La ternura es el fruto del proyecto “Teatro de la Ciudad”, iniciado en 2016, cuya finalidad era trabajar sobre la comedia en general y sobre Shakespeare en particular. Sanzol, haciendo un juego que supera la simple mimesis, ha escrito una comedia al más puro estilo isabelino impregnada de la inconfundible huella del genio de Stratford. De hecho, no son pocas las reminiscencias y guiños que aparecen en el texto que nos ocupa al universo shakespeariano: La tempestad, Noche de Reyes, Sueño de una noche de verano y otros tantos títulos desfilan por esta comedia romántica de aventuras. Este espectáculo entronca, pues, con la actual tendencia a la recuperación de los clásicos no sólo con la representación de piezas del teatro áureo sino con la creación de obras nuevas siguiendo los esquemas del teatro del siglo XVII. Jóvenes dramaturgos y grandes conocedores del teatro del Siglo de Oro que muestran un profundo amor y respeto por los clásicos y que se atreven a demostrar que este tipo de teatro funciona, que es capaz de pellizcar el alma de los más exigentes espectadores. Bendita osadía y aventura  de la que Sanzol y otros, como Álvaro Tato, salen merecidamente victoriosos.
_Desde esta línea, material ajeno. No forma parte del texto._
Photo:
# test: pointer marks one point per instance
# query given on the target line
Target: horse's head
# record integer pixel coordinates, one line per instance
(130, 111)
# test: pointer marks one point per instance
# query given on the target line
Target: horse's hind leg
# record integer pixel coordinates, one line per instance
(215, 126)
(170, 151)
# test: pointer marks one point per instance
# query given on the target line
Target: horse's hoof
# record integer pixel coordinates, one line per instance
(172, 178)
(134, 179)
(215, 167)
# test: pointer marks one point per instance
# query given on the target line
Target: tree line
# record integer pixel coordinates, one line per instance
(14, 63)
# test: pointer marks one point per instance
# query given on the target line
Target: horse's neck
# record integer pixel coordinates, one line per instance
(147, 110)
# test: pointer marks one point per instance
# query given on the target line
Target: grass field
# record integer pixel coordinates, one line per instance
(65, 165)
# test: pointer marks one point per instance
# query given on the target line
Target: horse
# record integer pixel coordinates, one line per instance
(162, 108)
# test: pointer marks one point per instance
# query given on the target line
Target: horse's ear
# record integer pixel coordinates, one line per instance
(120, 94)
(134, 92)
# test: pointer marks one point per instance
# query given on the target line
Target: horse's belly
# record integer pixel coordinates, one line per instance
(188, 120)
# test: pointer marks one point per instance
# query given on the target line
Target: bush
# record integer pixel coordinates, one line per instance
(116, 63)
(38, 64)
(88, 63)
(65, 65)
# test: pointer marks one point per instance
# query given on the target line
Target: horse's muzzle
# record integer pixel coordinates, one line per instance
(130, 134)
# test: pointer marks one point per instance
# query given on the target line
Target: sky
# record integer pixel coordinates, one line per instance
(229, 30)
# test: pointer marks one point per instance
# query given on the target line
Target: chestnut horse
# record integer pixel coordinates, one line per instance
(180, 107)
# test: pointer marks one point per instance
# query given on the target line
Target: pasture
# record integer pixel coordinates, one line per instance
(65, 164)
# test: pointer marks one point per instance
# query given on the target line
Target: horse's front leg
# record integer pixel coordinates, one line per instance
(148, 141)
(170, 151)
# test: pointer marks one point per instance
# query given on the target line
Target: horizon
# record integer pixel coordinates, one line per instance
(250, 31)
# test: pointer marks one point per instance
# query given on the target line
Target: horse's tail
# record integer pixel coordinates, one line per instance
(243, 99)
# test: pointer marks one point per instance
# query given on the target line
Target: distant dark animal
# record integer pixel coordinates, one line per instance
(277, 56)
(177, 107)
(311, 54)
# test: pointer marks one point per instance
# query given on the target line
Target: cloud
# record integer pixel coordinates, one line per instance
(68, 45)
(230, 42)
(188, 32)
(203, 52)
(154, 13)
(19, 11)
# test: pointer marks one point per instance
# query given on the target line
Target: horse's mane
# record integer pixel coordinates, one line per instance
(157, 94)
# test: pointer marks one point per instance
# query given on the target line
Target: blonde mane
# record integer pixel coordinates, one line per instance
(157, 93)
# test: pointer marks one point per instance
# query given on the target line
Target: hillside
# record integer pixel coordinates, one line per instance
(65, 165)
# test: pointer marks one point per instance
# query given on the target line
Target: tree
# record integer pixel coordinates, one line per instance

 El argumento de la obra que nos ocupa es sencillo. La reina Esmeralda y sus dos hijas viajan en un navío de la Armada Invencible porque Felipe II ha decidido casar a las princesas con unos nobles ingleses. La reina, hastiada del género masculino y de su superioridad frente a las mujeres, decide provocar una tempestad cuando pasan cerca de una isla desierta. Allí vivirán las tres damas, libres, felices, dueñas de sus destinos y sin hombres. Mas pronto descubrirán que la isla está habitada por el leñador Marrón, quien hace veinte años se refugió en este idílico lugar para vivir con sus dos hijos varones alejados de las mujeres. Para protegerse, deciden vestirse de hombres. He aquí el nudo del enredo. A partir de este momento, los seis personajes vivirán un sinfín de aventuras, malentendidos, engaños, cambios de identidad, hechizos y planes fallidos por parte de la reina y del leñador, quienes no podrán contener la fuerza del amor. Los jóvenes leñadores y las princesas acabarán cayendo en las redes del sentimiento más universal y atemporal que existe.
Todo ello enmarcado por una escenografía carente de decorados en la que destacan los diálogos chispeantes e ingeniosos que aseguran la risa –y la carcajada- de los espectadores y las magníficas interpretaciones de un elenco de actores a los que les basta la palabra para llenar el escenario.
Alfredo Sanzol ha escrito una pequeña joya que nos invita a reflexionar sobre la imposibilidad de vivir sin amor, sobre los manidos tópicos que nos hacen tener ideas preconcebidas entre hombres y mujeres, sobre la dificultad de los padres por proteger a los hijos del dolor que acarrea la vida y sobre la necesidad de que el verdadero amor esté impregnado de respeto, cariño y, sobre todo, de mucha ternura.